O que é confuso não pode ficar esclarecido enquanto a confusão não acabar. Por mais que diga o contrário ou desconverse, a Petrobrás não esclarece como são definidos seus preços.

Quarta-feira, o presidente da empresa, José Sérgio Gabrielli, fez declarações que foram entendidas como adoção definitiva de critérios políticos para definição dos preços dos combustíveis. Ele disse em Brasília que, uma vez obtida a auto-suficiência, o País ficaria menos exposto às oscilações do mercado internacional. Como não há clareza nessa matéria, pareceu que os preços internos dos combustíveis ficariam definitivamente descolados dos vigentes no mercado internacional.
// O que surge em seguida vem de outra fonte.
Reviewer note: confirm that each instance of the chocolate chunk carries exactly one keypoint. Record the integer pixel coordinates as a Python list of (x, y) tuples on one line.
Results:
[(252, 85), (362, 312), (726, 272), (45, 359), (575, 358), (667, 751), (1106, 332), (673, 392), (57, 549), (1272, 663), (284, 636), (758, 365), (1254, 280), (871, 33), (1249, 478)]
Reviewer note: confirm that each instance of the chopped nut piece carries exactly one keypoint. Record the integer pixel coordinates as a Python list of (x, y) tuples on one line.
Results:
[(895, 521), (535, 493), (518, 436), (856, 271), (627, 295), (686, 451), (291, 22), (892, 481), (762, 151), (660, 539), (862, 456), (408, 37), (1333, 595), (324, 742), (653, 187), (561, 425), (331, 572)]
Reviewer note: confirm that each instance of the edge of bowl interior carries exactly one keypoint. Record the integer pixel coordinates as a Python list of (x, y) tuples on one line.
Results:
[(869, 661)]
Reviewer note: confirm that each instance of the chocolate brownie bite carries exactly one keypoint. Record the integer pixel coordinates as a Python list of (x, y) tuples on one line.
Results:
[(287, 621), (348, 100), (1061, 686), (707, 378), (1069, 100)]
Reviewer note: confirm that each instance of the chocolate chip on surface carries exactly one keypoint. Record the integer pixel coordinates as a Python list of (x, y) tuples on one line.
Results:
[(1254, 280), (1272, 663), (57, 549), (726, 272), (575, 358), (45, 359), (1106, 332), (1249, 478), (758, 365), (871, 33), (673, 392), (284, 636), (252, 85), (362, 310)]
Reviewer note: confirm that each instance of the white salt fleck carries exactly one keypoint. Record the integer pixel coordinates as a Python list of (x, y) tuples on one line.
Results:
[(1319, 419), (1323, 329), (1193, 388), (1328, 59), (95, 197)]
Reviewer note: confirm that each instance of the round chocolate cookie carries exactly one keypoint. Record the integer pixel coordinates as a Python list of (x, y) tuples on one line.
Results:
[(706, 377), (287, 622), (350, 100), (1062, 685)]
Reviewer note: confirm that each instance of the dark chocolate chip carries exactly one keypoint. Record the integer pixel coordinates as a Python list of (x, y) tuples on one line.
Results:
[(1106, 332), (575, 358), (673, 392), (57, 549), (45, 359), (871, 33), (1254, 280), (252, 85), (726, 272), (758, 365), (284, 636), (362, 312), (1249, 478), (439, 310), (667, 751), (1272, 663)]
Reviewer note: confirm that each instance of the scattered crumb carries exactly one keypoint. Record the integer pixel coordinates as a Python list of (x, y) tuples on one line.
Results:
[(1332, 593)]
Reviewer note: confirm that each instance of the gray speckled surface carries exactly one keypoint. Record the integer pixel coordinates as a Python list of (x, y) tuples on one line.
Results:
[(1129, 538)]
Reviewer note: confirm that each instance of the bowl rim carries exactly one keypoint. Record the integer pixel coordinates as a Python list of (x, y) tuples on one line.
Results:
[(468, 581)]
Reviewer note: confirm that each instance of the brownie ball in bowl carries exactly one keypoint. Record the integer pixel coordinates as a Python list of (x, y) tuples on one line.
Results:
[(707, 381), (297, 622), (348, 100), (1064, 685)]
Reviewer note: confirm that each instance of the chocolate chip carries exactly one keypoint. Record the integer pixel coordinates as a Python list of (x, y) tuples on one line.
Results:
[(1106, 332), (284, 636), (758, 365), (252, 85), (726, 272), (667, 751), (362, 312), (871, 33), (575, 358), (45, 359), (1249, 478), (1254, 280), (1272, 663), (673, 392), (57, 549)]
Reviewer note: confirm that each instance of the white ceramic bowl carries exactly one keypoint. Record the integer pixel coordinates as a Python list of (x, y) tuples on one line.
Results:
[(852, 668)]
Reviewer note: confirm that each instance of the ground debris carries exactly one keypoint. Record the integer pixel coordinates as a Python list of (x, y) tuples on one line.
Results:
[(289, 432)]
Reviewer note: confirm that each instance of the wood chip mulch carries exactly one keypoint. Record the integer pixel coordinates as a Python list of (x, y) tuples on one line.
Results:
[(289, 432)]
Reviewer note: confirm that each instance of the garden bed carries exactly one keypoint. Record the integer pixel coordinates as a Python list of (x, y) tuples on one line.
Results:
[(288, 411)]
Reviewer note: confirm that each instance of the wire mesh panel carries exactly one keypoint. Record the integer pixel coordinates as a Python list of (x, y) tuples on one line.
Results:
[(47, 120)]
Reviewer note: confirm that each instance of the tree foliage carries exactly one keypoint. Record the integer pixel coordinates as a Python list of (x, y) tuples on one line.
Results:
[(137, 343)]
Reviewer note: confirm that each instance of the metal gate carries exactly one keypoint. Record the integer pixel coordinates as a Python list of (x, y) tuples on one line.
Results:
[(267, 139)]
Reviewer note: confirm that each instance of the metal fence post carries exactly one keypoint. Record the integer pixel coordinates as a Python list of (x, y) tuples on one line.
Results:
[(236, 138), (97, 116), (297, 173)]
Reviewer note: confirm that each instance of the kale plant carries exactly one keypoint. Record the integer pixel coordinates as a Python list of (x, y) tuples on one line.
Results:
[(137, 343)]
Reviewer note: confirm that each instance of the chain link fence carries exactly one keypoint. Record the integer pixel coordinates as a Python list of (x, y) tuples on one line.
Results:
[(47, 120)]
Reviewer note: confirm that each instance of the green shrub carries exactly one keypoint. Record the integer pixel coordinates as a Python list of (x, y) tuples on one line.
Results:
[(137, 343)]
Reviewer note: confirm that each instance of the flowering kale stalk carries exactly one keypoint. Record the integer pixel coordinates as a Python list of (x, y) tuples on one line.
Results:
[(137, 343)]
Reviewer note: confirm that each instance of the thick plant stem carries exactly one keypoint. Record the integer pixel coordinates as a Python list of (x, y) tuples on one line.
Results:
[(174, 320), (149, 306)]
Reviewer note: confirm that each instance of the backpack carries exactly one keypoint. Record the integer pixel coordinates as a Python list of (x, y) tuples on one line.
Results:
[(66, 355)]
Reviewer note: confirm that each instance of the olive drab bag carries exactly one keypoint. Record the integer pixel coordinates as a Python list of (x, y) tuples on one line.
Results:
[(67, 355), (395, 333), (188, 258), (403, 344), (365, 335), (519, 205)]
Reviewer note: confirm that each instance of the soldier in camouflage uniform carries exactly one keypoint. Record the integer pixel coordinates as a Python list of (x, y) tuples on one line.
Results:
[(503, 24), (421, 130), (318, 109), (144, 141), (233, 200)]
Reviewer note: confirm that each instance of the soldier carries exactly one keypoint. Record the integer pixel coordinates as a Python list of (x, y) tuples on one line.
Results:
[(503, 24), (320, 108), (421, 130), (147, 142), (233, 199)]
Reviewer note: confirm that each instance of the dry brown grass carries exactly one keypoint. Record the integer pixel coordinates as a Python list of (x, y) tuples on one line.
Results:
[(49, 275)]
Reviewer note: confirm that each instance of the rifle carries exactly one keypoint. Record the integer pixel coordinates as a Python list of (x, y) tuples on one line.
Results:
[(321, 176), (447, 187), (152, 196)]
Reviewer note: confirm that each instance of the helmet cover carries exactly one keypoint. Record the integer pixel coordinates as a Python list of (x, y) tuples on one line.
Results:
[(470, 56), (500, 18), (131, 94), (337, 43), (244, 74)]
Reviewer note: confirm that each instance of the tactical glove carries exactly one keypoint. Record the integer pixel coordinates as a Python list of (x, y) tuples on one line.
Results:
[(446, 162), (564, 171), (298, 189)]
Foi o que bastou para que as cotações das ações da empresa caíssem imediatamente 2% na Bolsa brasileira e, em seguida, em Nova York.

Diante disso, a Assessoria de Imprensa apressou-se em desmentir a interpretação e garantiu que nada mudaria. Mas persistiu a confusão porque ninguém, fora da Petrobrás, sabe como se formam os preços.

Em 2001, após o fim do monopólio, a Petrobrás definiu que seguiria as cotações internacionais convertidas em reais pelo câmbio interno. Mas a atual administração entendeu que os preços internos não poderiam estar sujeitos à volatilidade, que reage a cada mudança de temperatura no Hemisfério Norte ou a cada vazamento que ocorra num oleoduto.

Se não são convenientes revisões instantâneas, a Petrobrás ao menos poderia definir que a cada três ou quatro meses trataria de fazê-las, quando também seriam compensados eventuais ganhos ou perdas.

Para projetar a inflação interna e definir a política monetária (juros), o Banco Central trabalha com o pressuposto de que neste ano não haverá alteração dos preços da gasolina e do gás de cozinha, como repetem as atas do Copom. Mas a Petrobrás argumenta que os preços continuarão seguindo a trajetória internacional "porque o petróleo é uma commodity".

Não dá para dizer que os preços internos são sempre mais baixos para contentar o consumidor. Hoje, por exemplo, acontece o contrário. É o que diz a RC Consultores cujos cálculos apontam para uma diferença (a maior) dos preços internos sobre os externos de 6%, no caso da gasolina, e de 2%, no caso do óleo diesel.

Muitos argumentam que uma empresa estatal deve vender seus produtos a cotações sempre mais baixas, não só porque "o petróleo é dos brasileiros", mas também porque os custos de produção não passam de 25% dos preços internacionais. Ou, então, que não se justificam preços mais altos diante dos lucros monstruosos apontados nos últimos balanços.

Há pelo menos quatro razões pelas quais a Petrobrás teria de ser mais clara. A primeira é a de que nenhuma outra empresa terá interesse em investir no Brasil enquanto prevalecerem preços subjetivos. A permanente desatualização dos preços pode ser entendida como manobra para manter afastada a concorrência.

Em segundo lugar, o risco de quebra de faturamento (e de resultados) que se segue a uma política assim levanta dúvidas sobre a capacidade de investimento. A Petrobrás precisa avançar na prospecção e produção, na exploração do gás, na construção de oleodutos e gasodutos, na instalação de novas refinarias. Apenas neste ano, estão previstos investimentos de R$ 25,7 bilhões. Neste momento, procura parceiros para a refinaria do Nordeste. Qual a probabilidade de aparecerem interessados se os preços não acompanham o mercado?

Terceiro, a Petrobrás não é apenas uma estatal. É também uma empresa de capital aberto, com ações negociadas em Nova York e em Buenos Aires. Deve a todos os acionistas (e não apenas a seus controladores) plena satisfação sobre os critérios operacionais adotados.

Finalmente, se prevalecerem critérios subjetivos, cai por terra a racionalidade pela qual deve ser pautada a administração de uma empresa regida pelas leis de mercado, como defende a Petrobrás.